Девчонки из соседней квартиры всей кодлой высыпали на балкон. Они собирались кидать башмачок и шумно обсуждали, не украдут ли, если выбросить вместо старой тапки хорошую туфлю.
«Дождетесь – Агафон какой-нибудь поднимет», – беззлобно подумала Катя. На минуту ей вдруг стало очень грустно. Девчонки – молодые, беззаботные – веселятся. Гадают… А она смирно лежит в супружеской кровати. Как бабуля какая-то, ей-богу… Хоть бы Андрей не дрых, было бы с кем поговорить…
Но будить его она не стала. Бесшумно выбралась из кровати, прошла на кухню. Придется вместо – или в качестве? – снотворного выпить еще вина.
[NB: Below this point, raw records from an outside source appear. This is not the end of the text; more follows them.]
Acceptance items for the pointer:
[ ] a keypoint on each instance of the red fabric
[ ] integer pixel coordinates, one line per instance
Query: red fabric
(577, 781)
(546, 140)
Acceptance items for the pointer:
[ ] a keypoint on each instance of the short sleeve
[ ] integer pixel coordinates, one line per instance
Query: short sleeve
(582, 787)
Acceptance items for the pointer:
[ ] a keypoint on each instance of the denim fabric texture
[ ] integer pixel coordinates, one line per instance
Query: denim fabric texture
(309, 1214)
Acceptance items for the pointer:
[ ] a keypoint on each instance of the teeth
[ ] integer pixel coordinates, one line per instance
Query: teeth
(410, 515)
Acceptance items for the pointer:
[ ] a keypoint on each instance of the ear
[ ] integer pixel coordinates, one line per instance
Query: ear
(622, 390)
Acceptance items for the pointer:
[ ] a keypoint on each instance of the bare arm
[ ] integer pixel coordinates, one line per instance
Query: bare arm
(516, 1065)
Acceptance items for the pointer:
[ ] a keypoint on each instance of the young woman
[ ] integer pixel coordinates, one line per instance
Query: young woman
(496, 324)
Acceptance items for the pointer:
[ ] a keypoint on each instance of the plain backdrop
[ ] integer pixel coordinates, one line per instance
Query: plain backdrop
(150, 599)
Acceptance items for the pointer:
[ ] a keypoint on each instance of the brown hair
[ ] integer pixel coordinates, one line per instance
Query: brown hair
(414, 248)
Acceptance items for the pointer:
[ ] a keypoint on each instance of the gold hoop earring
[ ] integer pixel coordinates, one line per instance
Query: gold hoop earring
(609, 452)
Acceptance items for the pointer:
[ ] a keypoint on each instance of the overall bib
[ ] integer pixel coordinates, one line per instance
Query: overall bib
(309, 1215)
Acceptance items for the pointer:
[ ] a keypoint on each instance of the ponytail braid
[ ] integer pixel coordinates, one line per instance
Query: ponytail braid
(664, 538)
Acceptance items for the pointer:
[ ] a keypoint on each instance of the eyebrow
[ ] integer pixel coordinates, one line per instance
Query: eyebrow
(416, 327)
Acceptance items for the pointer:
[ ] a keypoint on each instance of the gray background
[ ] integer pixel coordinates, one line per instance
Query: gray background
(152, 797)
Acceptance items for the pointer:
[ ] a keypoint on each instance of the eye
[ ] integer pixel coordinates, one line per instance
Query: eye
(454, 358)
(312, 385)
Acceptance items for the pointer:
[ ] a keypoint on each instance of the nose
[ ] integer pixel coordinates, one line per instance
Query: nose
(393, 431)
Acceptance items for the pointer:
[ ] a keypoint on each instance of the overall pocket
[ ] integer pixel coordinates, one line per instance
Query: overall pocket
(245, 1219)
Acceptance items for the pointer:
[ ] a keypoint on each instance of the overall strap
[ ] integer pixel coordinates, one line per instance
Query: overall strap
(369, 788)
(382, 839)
И заодно еще раз отпраздновать Рождество.
Катя налила себе немного душистого «Божоле» и устроилась на кухонном диванчике.
«Это тебе за Настю», – в очередной раз услышала она голос стрелявшего в нее человека. На сердце было тяжко. Настька, Настена – грубоватая, резкая, жесткая… И такая родная.
Прошлое бродило рядом, бередило старые раны…
Она сделала глоток и отставила бокал. Нахлынули воспоминания – живые, яркие. И образы ее подруг – те, десятилетней давности, образы – предстали перед нею…
За десять лет до описываемых событий
…Француз в наушниках излагал историю строительства Tour d'Eiffel [7] . Диктор гордился своей страной: грандиозно!.. Монументально!.. Визитная карточка Парижа!.. Вникайте, господа студенты!